Recent comments by Dr Douglas McKenzie

  • Rustle with Russell
    More utter rubbish from Lynda Henderson. Have you actually spoken to Bob Allen? Whoever told you the story sold you a pup and in your arrogance you cannot admit to be wrong so you make up this story that he was persuaded not to resign.

    Your position is completely untenable.

  • Russell back in the bathtub, now trying to sink Keith Brown’s boat
    I’m afraid you condemn yourself by your own words. I don’t think that anyone reading what you have written here and the language you have used would conclude anything other than that you have a deep dislike for Mr Russell and that dislike is leading you to basically lose all sense of either proportion or impartiality. It doesn’t matter how well (or otherwise) you know Mr Russell you are clearly exercised by your interpretation of his actions and it is leading you well beyond the pale in what I would consider fair comment.

    This vendetta against Mr Russell and the SNP is destroying FA’s credibility and I have to confess that I’m seriously considering whether or not to continue reading FA (which will cheer Malcolm up if nothing else).

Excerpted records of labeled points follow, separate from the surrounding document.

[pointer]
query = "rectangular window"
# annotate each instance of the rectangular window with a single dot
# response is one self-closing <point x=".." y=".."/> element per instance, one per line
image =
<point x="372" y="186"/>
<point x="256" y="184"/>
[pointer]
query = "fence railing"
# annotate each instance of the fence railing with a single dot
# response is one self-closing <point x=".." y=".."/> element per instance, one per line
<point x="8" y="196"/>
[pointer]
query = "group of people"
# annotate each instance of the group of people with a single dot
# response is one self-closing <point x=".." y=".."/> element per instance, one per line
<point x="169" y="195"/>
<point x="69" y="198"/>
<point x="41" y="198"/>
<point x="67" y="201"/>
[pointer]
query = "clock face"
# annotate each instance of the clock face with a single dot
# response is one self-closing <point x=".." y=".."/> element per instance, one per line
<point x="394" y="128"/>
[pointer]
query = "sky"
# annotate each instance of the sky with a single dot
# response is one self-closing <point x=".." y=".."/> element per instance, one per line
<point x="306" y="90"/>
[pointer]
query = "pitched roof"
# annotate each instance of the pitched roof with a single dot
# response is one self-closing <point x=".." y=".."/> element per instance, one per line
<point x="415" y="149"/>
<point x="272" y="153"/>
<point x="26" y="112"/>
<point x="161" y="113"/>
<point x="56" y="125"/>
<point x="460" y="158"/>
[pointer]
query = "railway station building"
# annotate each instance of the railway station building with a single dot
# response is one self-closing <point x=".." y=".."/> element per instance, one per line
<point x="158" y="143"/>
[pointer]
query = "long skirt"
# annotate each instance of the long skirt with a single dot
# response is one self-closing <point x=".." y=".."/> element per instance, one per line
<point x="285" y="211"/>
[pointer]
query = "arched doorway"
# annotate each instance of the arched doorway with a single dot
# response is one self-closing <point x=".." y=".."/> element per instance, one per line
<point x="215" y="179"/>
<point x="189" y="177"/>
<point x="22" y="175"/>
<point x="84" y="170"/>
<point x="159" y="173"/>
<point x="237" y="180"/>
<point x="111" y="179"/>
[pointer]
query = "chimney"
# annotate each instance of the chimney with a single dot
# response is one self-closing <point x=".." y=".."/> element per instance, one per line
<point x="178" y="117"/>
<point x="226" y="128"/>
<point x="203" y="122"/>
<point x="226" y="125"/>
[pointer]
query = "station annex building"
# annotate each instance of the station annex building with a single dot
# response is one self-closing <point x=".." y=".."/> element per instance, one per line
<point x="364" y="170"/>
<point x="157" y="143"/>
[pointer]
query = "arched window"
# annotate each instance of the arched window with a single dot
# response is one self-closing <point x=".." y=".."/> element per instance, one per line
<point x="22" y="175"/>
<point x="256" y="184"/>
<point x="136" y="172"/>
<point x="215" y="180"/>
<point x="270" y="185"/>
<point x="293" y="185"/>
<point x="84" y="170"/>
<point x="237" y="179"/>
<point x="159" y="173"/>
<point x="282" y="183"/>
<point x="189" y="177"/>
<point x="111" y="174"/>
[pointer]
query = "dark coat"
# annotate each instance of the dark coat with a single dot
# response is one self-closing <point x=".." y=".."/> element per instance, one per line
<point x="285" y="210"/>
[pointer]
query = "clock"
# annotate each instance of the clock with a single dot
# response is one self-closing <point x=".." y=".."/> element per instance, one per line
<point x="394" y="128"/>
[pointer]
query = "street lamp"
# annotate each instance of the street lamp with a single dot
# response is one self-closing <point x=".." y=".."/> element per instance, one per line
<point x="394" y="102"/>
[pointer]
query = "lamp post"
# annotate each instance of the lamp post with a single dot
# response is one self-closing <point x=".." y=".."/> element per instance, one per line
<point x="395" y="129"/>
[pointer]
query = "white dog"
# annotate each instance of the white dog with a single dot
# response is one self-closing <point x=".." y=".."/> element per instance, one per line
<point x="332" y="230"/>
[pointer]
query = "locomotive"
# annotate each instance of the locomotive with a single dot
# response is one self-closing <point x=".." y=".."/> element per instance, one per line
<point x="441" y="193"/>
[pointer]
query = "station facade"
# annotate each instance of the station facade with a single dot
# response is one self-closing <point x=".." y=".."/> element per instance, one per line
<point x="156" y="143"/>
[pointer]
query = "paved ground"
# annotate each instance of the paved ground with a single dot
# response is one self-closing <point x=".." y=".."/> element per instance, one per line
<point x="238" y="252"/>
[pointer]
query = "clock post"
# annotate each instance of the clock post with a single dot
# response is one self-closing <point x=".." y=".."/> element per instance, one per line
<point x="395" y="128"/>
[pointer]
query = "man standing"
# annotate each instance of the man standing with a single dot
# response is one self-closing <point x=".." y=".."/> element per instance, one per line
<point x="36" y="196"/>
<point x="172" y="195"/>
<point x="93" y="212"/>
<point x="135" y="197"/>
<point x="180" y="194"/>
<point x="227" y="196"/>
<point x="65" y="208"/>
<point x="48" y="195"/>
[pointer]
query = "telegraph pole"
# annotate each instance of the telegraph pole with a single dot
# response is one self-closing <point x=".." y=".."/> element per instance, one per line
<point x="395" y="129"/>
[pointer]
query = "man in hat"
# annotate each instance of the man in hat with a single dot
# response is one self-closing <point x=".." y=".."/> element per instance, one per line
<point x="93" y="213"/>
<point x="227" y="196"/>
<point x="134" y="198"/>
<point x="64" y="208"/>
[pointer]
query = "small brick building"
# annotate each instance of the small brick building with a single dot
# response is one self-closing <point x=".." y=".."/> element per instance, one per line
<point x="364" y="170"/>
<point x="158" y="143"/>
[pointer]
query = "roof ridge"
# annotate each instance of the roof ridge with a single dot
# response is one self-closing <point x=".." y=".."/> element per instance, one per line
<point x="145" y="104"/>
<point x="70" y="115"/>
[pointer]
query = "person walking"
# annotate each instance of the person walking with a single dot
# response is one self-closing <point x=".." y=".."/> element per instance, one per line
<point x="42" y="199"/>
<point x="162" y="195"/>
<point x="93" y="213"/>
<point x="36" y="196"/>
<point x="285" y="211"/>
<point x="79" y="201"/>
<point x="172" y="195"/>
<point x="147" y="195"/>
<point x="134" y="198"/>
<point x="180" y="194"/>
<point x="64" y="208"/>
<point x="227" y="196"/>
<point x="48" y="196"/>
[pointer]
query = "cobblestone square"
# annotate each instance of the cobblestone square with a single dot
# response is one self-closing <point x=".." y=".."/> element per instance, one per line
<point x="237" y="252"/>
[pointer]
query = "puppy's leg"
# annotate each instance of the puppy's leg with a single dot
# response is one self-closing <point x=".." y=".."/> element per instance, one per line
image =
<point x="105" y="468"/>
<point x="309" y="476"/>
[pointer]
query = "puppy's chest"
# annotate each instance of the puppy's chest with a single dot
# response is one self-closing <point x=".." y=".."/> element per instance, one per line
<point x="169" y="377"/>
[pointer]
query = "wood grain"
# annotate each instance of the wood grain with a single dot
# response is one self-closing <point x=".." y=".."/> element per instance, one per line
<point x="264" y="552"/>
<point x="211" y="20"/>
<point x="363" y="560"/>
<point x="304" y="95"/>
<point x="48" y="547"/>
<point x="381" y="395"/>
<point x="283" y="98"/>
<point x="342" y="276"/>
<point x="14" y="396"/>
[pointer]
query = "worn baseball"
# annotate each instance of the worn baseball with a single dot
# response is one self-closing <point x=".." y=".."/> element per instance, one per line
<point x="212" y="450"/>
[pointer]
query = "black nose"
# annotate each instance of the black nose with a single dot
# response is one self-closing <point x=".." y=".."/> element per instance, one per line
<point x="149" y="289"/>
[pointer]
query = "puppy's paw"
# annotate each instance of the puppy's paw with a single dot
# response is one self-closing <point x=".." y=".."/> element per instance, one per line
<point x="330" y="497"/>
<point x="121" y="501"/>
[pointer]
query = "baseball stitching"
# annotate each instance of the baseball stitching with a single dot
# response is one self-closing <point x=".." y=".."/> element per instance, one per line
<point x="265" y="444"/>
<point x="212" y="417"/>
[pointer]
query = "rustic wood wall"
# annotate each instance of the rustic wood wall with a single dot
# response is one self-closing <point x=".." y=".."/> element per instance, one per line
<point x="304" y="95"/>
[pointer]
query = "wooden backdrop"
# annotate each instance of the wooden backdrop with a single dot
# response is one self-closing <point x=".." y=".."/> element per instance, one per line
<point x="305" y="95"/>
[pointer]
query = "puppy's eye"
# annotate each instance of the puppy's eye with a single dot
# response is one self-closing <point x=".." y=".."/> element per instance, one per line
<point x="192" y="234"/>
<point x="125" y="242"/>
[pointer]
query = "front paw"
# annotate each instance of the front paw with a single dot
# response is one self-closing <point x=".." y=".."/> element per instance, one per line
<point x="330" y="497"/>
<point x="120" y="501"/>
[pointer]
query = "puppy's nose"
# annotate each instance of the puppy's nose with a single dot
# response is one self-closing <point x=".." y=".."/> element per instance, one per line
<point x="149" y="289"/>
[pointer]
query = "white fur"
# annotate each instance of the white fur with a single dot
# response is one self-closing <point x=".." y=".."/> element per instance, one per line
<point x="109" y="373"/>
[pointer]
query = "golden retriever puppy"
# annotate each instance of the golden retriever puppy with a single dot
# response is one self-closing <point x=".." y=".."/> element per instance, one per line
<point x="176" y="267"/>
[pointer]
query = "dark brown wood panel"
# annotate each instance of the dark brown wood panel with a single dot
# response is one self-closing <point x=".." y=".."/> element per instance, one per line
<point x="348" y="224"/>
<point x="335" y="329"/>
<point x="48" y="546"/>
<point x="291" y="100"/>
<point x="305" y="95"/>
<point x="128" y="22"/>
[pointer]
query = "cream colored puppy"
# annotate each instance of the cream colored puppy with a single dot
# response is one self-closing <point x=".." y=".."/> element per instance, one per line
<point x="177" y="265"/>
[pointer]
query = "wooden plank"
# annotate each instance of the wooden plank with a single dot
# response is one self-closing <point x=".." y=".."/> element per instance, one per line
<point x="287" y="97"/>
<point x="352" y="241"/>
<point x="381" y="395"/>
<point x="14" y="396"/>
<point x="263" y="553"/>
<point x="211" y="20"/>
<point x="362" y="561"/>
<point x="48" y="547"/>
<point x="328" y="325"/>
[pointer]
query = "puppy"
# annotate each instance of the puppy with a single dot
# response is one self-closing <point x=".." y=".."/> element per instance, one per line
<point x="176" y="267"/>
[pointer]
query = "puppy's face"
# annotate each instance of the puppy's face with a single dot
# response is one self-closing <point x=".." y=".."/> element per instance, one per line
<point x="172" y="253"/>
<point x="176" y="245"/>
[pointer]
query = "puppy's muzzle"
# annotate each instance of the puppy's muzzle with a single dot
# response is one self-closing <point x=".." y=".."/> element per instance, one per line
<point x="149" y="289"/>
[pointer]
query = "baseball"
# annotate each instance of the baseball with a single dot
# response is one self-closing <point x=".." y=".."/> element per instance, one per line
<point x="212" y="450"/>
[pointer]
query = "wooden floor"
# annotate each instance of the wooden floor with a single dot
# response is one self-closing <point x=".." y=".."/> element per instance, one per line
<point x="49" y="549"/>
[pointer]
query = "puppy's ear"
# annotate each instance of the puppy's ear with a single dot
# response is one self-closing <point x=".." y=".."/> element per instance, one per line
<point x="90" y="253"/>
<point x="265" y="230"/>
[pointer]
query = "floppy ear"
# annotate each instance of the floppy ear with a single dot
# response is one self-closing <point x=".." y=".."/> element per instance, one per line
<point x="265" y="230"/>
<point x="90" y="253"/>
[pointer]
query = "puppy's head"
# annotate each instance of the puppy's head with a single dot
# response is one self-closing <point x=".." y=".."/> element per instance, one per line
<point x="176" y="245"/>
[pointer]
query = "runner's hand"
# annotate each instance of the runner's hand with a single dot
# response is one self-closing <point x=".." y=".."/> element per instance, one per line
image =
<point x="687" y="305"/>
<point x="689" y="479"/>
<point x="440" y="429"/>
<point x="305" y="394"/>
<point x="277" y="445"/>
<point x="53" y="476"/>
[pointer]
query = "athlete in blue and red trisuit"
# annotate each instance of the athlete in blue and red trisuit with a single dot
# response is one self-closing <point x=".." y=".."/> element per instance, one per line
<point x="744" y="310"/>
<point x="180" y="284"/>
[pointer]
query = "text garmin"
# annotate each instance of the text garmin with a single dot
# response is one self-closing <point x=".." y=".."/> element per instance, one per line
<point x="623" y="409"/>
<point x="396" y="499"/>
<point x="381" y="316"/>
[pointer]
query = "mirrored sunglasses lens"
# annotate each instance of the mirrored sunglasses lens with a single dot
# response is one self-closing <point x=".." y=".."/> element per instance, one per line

I for one am becoming increasingly disenchanted by the constant negativity and sheer nastiness that has crept into this blog. I say that with a lot more sorrow than anger because I think that FA could have been great and indeed still could but there has to be a degree of balance, civility and indeed humour. All we are getting here is bile and it is causing me heartburn.

  • Russell back in the bathtub, now trying to sink Keith Brown’s boat
    To be honest, this post clearly shows that you are speaking from your personal dislike of Mr Russell rather than an unbiased analysis of the man. Phrases such as “publicity hungry coward” are well beyond what is reasonable comment.
  • Russell back in the bathtub, now trying to sink Keith Brown’s boat
    You don’t seem to understand the separation of a MSP’s duty to his or her constituency and their responsibilities as a Government Minister.

    Yet again, this is another instance where a member of the Government can do no right: speak up and be condemned as “desperate” or stay silent and be accused of not serving your constituents’ interests.

    It is just as well that Mr Russell has broad shoulders!